The failed gamble of the United States also undermines the standing of leaders in Egypt, Saudi Arabia and Jordan. Every fruitless visit by Bush to Israeli Jerusalem pushes the Arab League further and further away from its own peace initiative of March 2002, and provides more ammunition to Iran and Syria in their struggle for hegemony in the Middle East, over and above the moderate Sunni axis. Gaza and Lebanon are just the beginning.

If Bush cared about Israel remaining a Jewish country, he would not have let Abbas leave the White House last month bruised and battered. The Palestinian president told him that when the Palestinian delegates to the talks saw the Israeli positions, they thought Olmert and Tzipi Livni were playing a joke on them. In addition to all of the "settlement clusters," including, of course, the territorial "fingers" of Ariel, Ma'aleh Adumin and Givat Ze'ev, the Israelis demanded to remain in control of the entire Jordan Valley, almost to the outskirts of Nablus, while leaving intact all of the Jewish settlements in that area - all in all, some 600 square kilometers, amounting to about 10 percent of the territories. Israel also demanded that all of Jerusalem, including the Holy Basin surrounding the Old City and the Old City itself, would remain under Israeli sovereignty; Palestine would be given control only over the Temple Mount, which is held by the Muslim Waqf authorities in any case; not a single refugee would be allowed back under a Palestinian right of return, and Israel would not acknowledge any responsibility for the fate of the 1948 refugees.

Either Bush does not understand or he does not care what will happen here in the coming months if someone does not succeed in bringing the negotiations back to the Clinton-Taba outline. Abu Mazen's close circle is pushing him to end the talks and abandon the two-state solution. Moreover, he is being urged to dissolve the Palestinian Authority immediately, which would wipe what remains of the Oslo makeup off Israel's face.
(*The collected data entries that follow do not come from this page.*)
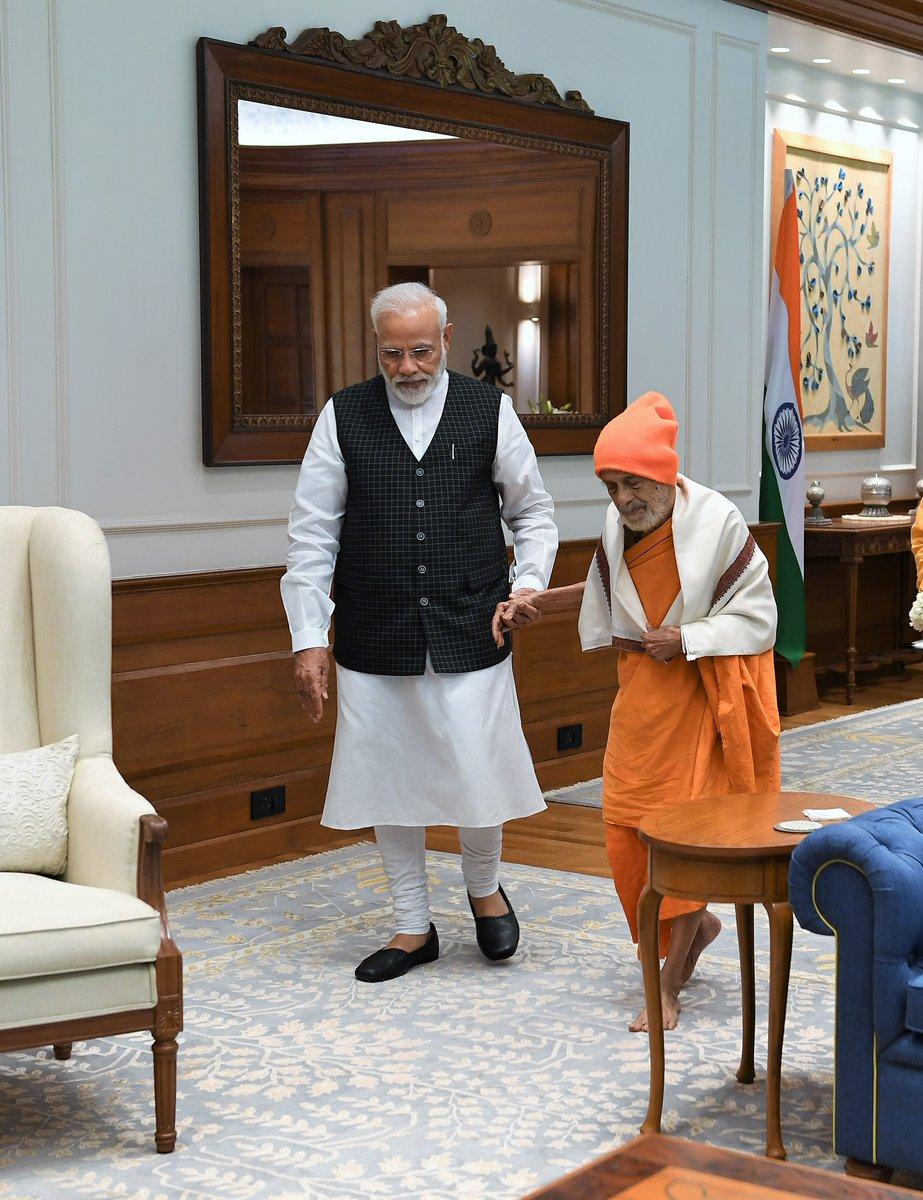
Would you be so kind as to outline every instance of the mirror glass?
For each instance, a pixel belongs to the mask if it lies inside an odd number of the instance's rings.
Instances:
[[[406,280],[446,301],[450,369],[526,417],[598,410],[595,160],[237,104],[245,424],[373,375],[369,299]]]

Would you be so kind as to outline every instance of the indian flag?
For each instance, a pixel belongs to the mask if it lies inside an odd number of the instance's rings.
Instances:
[[[769,296],[769,337],[763,392],[760,520],[778,521],[776,650],[797,667],[805,651],[804,414],[801,408],[801,262],[795,176],[785,172]]]

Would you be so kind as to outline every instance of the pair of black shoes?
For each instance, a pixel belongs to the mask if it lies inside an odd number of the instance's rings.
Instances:
[[[479,917],[474,911],[471,897],[468,897],[471,914],[474,917],[474,932],[478,941],[478,949],[491,962],[501,962],[505,958],[512,958],[519,945],[519,922],[516,920],[513,906],[502,887],[500,895],[509,910],[502,917]],[[382,950],[376,950],[356,967],[356,978],[363,983],[384,983],[388,979],[398,979],[401,975],[406,975],[414,967],[435,962],[438,957],[439,934],[436,932],[436,926],[431,923],[429,937],[418,950],[399,950],[393,946],[385,946]]]

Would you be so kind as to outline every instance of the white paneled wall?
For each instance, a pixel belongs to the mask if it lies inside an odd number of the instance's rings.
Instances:
[[[200,458],[194,47],[349,36],[409,0],[0,0],[0,502],[100,520],[116,575],[278,563],[297,468]],[[684,469],[756,516],[766,17],[723,0],[466,0],[514,70],[631,124],[629,391],[665,392]],[[543,471],[595,536],[586,457]]]
[[[831,141],[890,150],[891,261],[889,273],[887,404],[885,445],[881,449],[823,451],[807,455],[806,475],[818,478],[830,500],[858,500],[862,480],[876,469],[894,485],[894,494],[913,495],[923,464],[919,412],[921,393],[921,237],[923,237],[923,140],[903,128],[901,117],[923,128],[923,101],[896,88],[839,78],[796,63],[773,63],[767,101],[767,154],[773,129],[810,133]],[[787,96],[801,97],[798,101]],[[834,101],[856,113],[872,107],[885,118],[863,120],[831,112]]]

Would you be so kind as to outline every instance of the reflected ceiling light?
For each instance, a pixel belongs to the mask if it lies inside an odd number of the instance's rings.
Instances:
[[[919,129],[920,128],[920,126],[916,123],[916,121],[911,121],[911,119],[909,117],[898,117],[897,123],[898,123],[898,125],[903,125],[905,129]]]
[[[813,62],[813,63],[828,63],[828,62],[833,62],[833,59],[832,58],[812,58],[811,62]]]
[[[839,100],[828,100],[824,108],[829,108],[831,112],[849,112],[849,109],[844,108]]]
[[[859,116],[865,117],[867,121],[883,121],[884,117],[879,112],[875,112],[870,104],[866,104],[865,108],[859,109]]]
[[[794,92],[786,92],[785,99],[797,100],[799,104],[807,104],[807,100],[805,100],[804,96],[796,96]]]
[[[853,75],[871,75],[872,72],[869,67],[853,67],[852,73]]]
[[[770,54],[791,54],[791,52],[792,52],[791,46],[770,46],[769,47]]]
[[[895,76],[894,79],[888,80],[888,83],[906,83],[906,82],[907,82],[906,79],[900,79],[897,76]]]

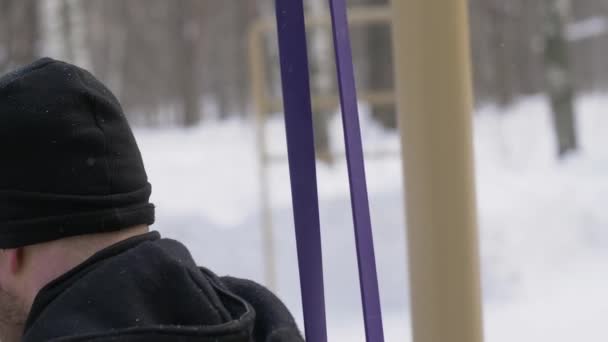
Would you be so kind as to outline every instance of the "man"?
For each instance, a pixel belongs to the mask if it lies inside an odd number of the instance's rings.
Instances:
[[[49,58],[0,78],[0,340],[303,341],[285,306],[154,222],[116,98]]]

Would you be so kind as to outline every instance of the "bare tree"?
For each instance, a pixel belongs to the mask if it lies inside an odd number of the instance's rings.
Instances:
[[[200,73],[198,43],[201,38],[200,15],[205,2],[178,0],[176,16],[173,18],[173,42],[176,53],[176,70],[179,97],[181,98],[182,124],[196,125],[201,119]]]
[[[545,80],[560,157],[577,149],[574,87],[565,33],[569,13],[569,0],[545,0]]]
[[[0,71],[30,63],[38,55],[36,0],[0,0]]]
[[[311,16],[326,15],[328,8],[324,0],[307,2]],[[327,95],[336,92],[334,53],[331,31],[328,27],[315,27],[309,30],[308,44],[310,46],[311,91],[314,95]],[[314,96],[313,95],[313,96]],[[329,119],[331,110],[313,108],[313,124],[315,131],[315,150],[317,158],[327,163],[333,162],[330,148]]]
[[[388,0],[366,0],[367,5],[388,6]],[[393,54],[390,27],[375,24],[367,27],[367,87],[371,91],[385,91],[393,85]],[[384,127],[397,128],[394,105],[374,105],[372,116]]]

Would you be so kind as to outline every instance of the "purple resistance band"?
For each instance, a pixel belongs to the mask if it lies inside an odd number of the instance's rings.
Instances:
[[[346,144],[348,178],[350,182],[353,222],[355,224],[355,241],[359,264],[359,283],[361,301],[363,302],[363,319],[365,335],[368,342],[384,341],[382,330],[382,313],[378,293],[376,258],[372,224],[367,198],[363,144],[357,109],[357,90],[353,67],[352,50],[348,33],[348,17],[344,0],[329,0],[331,21],[336,50],[338,84],[340,86],[340,104],[342,106],[342,123]]]
[[[340,85],[365,333],[368,342],[382,342],[384,341],[382,316],[346,4],[344,0],[329,1]],[[276,0],[276,15],[304,329],[309,342],[325,342],[327,341],[327,329],[319,202],[302,0]]]
[[[304,331],[307,341],[326,342],[319,199],[302,0],[276,0],[276,16]]]

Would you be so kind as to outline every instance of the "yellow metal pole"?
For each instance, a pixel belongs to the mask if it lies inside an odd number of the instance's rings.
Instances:
[[[266,71],[264,68],[264,49],[261,24],[254,25],[249,31],[249,78],[251,97],[255,110],[256,145],[258,155],[258,177],[260,186],[262,253],[265,267],[265,285],[277,290],[277,267],[270,208],[270,187],[268,181],[268,153],[266,151],[265,119],[267,103],[264,96]]]
[[[414,342],[483,339],[466,0],[392,0]]]

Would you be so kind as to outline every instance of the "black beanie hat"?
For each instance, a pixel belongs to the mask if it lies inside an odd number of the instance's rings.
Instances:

At the last convention of the PLO's executive committee and in a meeting with reporters, Abu Mazen handed out copies of an article by Adnan Abu Ouda, born in Nablus and formerly a minister in the Jordanian government, calling for the unilateral dismantling of the Palestinian Authority.

A paper recently released by the Reut Institute, in Tel Aviv, presents a compilation of evidence that the foundations are being laid for a Palestinian demand for a single state and for a return to the armed struggle against Israel. The paper also suggests that even among the leaders of Israel's Arab population, there is dwindling support for the two-state solution and a turn instead toward embracing the idea of a bi-national state.

"I am willing to make decisions that will entail painful compromises," Olmert declared at a state dinner for Bush in January, adding, "We have no interest in delaying matters. We don't want to procrastinate with the negotiations, lest changes for the worse take place on the Palestinian front. And we certainly don't want to delay the negotiation process when we have such political assistance [from the U.S.]."

What kind of assistance did he mean? Speaking of the Jewish outposts at the time, Bush announced decisively: "they ought to go .... we've been talking about it for four years. The agreement was, get rid of outposts, illegal outposts, and they ought to go."

What will the president say tomorrow?